Merge pull request #428 from trapexit/cacheinfo

add info on creating a caching behavior
This commit is contained in:
Antonio SJ Musumeci 2017-07-23 19:59:26 -04:00 committed by GitHub
commit 43eaf29df5

View File

@ -369,6 +369,71 @@ A B C
* https://github.com/trapexit/bbf
* bbf (bad block finder): a tool to scan for and 'fix' hard drive bad blocks and find the files using those blocks
# CACHING
MergerFS does not natively support any sort of caching. Most users have no use for such a feature and it would greatly complicate the code. However, there are a few situations where a cache drive could help with a typical mergerfs setup.
1. Fast network, slow drives, many readers: You've a 10+Gbps network with many readers and your regular drives can't keep up.
2. Fast network, slow drives, small'ish bursty writes: You have a 10+Gbps network and wish to transfer amounts of data less than your cache drive but wish to do so quickly.
The below will mostly address usecase #2. It will also work for #1 assuming the data is regularly accessed and was placed into the system via this method. Otherwise a similar script may need to be written to populate the cache from the backing pool.
1. Create 2 mergerfs pools. One which includes just the backing drives and one which has both the cache drives (SSD,NVME,etc.) and backing drives.
2. The 'cache' pool should have the cache drives listed first.
3. The best policies to use for the 'cache' pool would probably be `ff`, `epff`, `lfs`, or `eplfs`. The latter two under the assumption that the cache drive(s) are far smaller than the backing drives.

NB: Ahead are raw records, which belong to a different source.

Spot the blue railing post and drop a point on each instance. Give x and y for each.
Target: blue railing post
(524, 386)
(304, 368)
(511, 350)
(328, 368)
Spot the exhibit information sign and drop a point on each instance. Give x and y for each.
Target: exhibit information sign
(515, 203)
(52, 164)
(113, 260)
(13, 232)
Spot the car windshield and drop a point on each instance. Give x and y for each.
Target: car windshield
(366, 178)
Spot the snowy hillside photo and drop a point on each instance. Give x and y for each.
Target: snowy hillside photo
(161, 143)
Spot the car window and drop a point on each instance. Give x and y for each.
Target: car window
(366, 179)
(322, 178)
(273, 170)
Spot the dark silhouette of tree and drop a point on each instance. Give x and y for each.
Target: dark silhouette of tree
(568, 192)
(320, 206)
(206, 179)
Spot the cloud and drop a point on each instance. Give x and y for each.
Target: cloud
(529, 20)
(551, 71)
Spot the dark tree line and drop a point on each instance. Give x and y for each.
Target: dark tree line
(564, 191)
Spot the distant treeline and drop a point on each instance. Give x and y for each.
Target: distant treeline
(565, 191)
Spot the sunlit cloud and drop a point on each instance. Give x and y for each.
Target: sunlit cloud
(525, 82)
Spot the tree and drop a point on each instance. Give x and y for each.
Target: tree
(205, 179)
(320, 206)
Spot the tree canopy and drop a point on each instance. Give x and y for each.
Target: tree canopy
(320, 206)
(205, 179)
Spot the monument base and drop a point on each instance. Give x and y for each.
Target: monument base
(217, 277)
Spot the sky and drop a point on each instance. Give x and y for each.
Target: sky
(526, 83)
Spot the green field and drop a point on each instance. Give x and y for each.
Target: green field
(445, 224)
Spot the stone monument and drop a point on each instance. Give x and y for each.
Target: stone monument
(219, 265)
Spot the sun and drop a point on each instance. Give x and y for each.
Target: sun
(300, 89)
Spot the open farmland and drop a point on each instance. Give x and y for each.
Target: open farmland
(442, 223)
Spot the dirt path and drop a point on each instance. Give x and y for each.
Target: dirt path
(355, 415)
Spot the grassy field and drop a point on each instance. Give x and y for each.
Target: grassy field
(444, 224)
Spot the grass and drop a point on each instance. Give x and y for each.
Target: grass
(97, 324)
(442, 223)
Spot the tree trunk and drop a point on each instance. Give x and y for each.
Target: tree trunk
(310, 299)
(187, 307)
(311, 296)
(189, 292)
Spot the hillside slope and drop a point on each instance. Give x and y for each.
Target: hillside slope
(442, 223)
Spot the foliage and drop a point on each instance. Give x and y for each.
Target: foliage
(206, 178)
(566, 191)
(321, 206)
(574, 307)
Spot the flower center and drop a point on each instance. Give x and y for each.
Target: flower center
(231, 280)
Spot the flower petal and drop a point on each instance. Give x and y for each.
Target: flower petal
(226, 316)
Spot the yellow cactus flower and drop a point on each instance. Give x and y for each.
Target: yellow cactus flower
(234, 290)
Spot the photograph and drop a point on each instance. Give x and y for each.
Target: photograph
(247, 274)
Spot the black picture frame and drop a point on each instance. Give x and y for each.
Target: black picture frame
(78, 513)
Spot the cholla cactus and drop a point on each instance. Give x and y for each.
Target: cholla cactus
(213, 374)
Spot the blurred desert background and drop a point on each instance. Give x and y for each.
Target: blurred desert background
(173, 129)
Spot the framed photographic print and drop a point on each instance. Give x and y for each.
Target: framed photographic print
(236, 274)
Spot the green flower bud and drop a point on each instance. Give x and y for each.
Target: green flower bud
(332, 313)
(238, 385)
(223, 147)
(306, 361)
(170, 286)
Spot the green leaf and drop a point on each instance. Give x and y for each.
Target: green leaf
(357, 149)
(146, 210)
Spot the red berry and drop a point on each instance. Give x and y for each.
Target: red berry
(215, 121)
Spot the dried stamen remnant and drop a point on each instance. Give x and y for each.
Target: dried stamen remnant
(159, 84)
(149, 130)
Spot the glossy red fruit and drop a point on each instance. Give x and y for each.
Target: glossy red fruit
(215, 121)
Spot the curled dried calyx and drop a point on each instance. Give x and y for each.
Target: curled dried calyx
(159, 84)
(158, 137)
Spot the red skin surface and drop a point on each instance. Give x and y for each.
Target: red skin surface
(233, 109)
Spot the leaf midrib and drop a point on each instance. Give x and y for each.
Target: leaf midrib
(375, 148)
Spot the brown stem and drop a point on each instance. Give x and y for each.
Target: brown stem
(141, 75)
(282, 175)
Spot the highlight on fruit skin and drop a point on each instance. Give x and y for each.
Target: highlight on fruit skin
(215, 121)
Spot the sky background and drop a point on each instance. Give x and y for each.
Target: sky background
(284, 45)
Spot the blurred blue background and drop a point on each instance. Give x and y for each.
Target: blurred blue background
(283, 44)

If using path preserving policies remember that you'll need to manually create the core directories of those paths you wish to be cached. (Be sure the permissions are in sync. Use `mergerfs.fsck` to check / correct them.)
4. Enable `moveonenospc` and set `minfreespace` appropriately.
5. Set your programs to use the cache pool.
6. Save one of the below scripts.
7. Use `crontab` (as root) to schedule the command at whatever frequency is appropriate for your workflow.
### Time based expiring
Move files from cache to backing pool based only on the last time the file was accessed.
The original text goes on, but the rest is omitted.